Trade stands with AirAsia’s petition against PSC hike at klia2

AirAsia to remove processing fee in October

The Malaysian travel trade have rallied on AirAsia’s side after the airline recently launched a petition to protest against the additional RM23 (US$5) passenger service charge (PSC) for passengers using klia2 to fly to destinations outside of South-east Asia.

The petition – launched on August 8 on with versions available in English, Malay, Chinese and Tamil – has, as at press time, received more than 64,739 supporters.

Malaysia’s travel trade have sided with AirAsia in the airline’s protest against the PSC

When contacted, a source from AirAsia familiar with the campaign said: “The online petition was to give Malaysians an avenue to speak up as well as to create better awareness and to educate the public on the issue at hand.

“For example, many think that the PSC is borne by airlines, so why should passengers be bothered? With this information going out using layman terms, it makes people understand that they are the ones forking out money to pay for the PSC.”

However, the source did not comment on AirAsia’s next course of action once the target of 100,000 signatures is reached.

Following a recent High Court ruling, AirAsia has since August 9 started collecting the increased PSC for klia2 flight bookings, a move that the airline claimed was done “under protest” after it lost a lawsuit against Malaysia Airports Holdings Berhad (MAHB).

Industry players TTG Asia spoke to questioned MAHB’s move to raise the PSC for passengers using klia2, designed and operated as a LCC terminal, to that of full-service KLIA, and warned that the increased PSC may deter travel to the country.

Malaysian Inbound Tourism Association president, Uzaidi Udanis, asked: “I don’t see the logic of charging the same rate between KLIA and klia2 when the latter has lesser facilities. Since the PSC is levelled up to be the same between KLIA and klia2, I wonder if there is a possibility for airlines to choose whether they can fly to or from KLIA?

“If there were such a possibility, then in the long-term, klia2 will lose out. Passengers will prefer to fly from KLIA as the distance to the departure gates is shorter, and the airport has better signages and a classier ambiance.”

He added: “The PSC charges at klia2 should be lowered as that will attract more low-cost foreign airlines to fly to klia2. To further promote tourism, I think the government should look at opening up the management of new airports to the private sector. It will create competition and help make Malaysia a primary hub. Right now, we are a secondary hub to Singapore and Bangkok, which have managed to attract more foreign airlines.”

While there are no known statistics on the impact of the increased PSC on travellers, John Chan, business advisor to ISMA Holidays, is worried that a silent majority of travellers using LCCs “may choose to defer their plans, change course or curtail the length of their travel, especially affinity travellers”.

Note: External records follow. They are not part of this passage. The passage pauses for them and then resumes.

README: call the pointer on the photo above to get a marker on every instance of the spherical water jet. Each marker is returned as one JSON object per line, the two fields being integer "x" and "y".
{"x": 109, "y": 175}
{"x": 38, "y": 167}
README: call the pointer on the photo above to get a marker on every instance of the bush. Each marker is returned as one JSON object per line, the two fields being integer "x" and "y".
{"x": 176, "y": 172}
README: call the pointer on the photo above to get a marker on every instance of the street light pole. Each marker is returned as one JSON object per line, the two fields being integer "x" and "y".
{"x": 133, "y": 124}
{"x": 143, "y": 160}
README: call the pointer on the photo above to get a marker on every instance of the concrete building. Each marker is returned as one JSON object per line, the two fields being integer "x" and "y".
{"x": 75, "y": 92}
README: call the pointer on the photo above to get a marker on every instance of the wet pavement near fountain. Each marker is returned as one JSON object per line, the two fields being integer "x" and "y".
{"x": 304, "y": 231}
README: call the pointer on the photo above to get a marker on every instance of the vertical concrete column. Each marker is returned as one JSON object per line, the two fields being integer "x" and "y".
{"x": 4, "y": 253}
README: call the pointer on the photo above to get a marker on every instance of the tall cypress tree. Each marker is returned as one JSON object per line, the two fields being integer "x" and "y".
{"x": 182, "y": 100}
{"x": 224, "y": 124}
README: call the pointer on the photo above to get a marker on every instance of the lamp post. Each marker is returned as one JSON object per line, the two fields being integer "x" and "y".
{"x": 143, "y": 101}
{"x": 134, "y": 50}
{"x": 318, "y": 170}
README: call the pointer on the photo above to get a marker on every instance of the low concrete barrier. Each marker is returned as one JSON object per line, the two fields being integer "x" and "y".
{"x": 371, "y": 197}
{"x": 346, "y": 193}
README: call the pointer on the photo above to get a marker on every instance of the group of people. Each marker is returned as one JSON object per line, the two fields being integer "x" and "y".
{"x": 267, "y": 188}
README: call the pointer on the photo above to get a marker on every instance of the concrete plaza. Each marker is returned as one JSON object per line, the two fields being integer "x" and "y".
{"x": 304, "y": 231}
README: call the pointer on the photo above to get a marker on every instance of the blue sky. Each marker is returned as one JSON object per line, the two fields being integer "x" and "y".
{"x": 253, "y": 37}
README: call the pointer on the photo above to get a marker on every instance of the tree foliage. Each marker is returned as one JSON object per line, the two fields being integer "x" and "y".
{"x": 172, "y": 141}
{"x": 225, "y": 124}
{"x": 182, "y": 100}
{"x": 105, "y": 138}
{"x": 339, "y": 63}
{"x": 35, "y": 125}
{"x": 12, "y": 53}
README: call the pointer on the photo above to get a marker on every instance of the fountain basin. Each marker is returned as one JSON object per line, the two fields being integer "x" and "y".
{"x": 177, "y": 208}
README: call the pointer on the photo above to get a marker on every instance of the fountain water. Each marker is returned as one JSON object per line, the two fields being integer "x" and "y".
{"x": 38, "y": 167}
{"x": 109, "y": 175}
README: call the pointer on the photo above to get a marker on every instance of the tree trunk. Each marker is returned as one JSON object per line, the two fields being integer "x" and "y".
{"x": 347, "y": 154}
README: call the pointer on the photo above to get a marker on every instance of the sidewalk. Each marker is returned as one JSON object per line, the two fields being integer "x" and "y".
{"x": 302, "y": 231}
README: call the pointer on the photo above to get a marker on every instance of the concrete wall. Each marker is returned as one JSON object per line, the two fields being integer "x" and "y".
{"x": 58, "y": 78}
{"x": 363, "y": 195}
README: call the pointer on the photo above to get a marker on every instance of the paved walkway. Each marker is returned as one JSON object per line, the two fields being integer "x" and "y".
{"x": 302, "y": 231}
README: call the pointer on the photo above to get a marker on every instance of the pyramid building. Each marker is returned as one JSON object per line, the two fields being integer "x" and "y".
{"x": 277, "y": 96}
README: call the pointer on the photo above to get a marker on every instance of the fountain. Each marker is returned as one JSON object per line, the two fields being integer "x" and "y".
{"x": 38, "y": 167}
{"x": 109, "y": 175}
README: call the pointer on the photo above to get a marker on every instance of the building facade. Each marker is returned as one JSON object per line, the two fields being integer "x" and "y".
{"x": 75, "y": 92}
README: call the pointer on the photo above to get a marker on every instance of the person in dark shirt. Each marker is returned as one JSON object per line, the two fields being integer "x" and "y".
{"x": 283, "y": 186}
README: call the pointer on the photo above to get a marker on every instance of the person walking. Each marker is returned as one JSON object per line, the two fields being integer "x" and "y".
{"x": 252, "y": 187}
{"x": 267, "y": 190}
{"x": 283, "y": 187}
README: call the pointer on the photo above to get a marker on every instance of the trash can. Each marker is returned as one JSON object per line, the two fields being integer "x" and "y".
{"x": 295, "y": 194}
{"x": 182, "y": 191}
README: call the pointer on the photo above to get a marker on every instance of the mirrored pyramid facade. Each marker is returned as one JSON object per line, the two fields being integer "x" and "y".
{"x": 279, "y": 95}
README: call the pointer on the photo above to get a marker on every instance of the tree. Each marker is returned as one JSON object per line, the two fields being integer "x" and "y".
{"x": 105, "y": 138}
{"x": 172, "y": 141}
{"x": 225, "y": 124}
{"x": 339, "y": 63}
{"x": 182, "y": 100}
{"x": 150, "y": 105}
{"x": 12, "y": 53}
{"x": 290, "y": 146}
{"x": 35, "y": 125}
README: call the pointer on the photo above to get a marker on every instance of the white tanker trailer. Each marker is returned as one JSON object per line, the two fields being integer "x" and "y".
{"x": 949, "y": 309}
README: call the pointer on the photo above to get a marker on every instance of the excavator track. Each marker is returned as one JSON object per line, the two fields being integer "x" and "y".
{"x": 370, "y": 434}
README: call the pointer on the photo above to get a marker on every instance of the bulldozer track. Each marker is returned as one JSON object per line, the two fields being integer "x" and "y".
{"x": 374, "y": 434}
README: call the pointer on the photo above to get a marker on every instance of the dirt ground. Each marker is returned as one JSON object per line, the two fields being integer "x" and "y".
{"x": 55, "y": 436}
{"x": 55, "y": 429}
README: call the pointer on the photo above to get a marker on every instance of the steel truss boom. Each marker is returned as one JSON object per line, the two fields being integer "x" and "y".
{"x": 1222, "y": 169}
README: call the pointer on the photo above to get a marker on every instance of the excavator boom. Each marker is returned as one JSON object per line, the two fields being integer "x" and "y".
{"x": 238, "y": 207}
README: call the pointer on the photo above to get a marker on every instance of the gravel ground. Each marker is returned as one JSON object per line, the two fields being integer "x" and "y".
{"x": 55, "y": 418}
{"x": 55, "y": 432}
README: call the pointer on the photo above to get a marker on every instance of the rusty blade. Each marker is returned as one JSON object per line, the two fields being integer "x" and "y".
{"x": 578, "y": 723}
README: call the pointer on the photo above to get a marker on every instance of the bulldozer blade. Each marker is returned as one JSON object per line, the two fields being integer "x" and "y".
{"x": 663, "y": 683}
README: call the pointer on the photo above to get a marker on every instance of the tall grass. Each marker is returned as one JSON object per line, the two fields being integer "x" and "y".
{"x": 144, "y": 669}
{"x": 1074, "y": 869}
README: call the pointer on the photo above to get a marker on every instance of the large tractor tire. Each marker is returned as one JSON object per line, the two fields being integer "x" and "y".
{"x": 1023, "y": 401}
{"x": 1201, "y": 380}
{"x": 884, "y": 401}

Presanth Chandra, group CEO, Apollo Conferences, expressed concerns that higher tax rates at klia2 would erode Malaysia’s appeal to foreign travellers, especially for frequent flyers and repeat visitors to the country.

“Malaysia needs to strengthen arrivals into the country. Our current challenge is an oversupply of hotel rooms and tourism products amid lesser demand, (a result of) unnecessary taxes and flight connectivity, among other factors,” stated Chandra.

AirAsia maintains that consumers should not be charged a higher PSC because klia2 was designed and operated as an LCC terminal. The PSC has always been lower at klia2, up until 2018 when the rate was increased and equalised for reasons unknown, it said in a statement.

The PSC rates at klia2 had more than doubled in recent years, increasing from RM32 (until December 31, 2016) to RM50 (from January 1, 2017) and to the current RM73 (from July 1, 2018).

According to Malaysian Aviation Commission, the equalisation of the PSC rate across all airports in Malaysia arose from the need to move towards a more internationally accepted cost-based mechanism for charging PSC, which is consistent with the principles outlined by ICAO, the need to lower the subsidies at klia2, the need to facilitate air traveller welfare, and the fact that PSC rates in Malaysia for both domestic and international departures will remain amongst the lowest regionally and globally.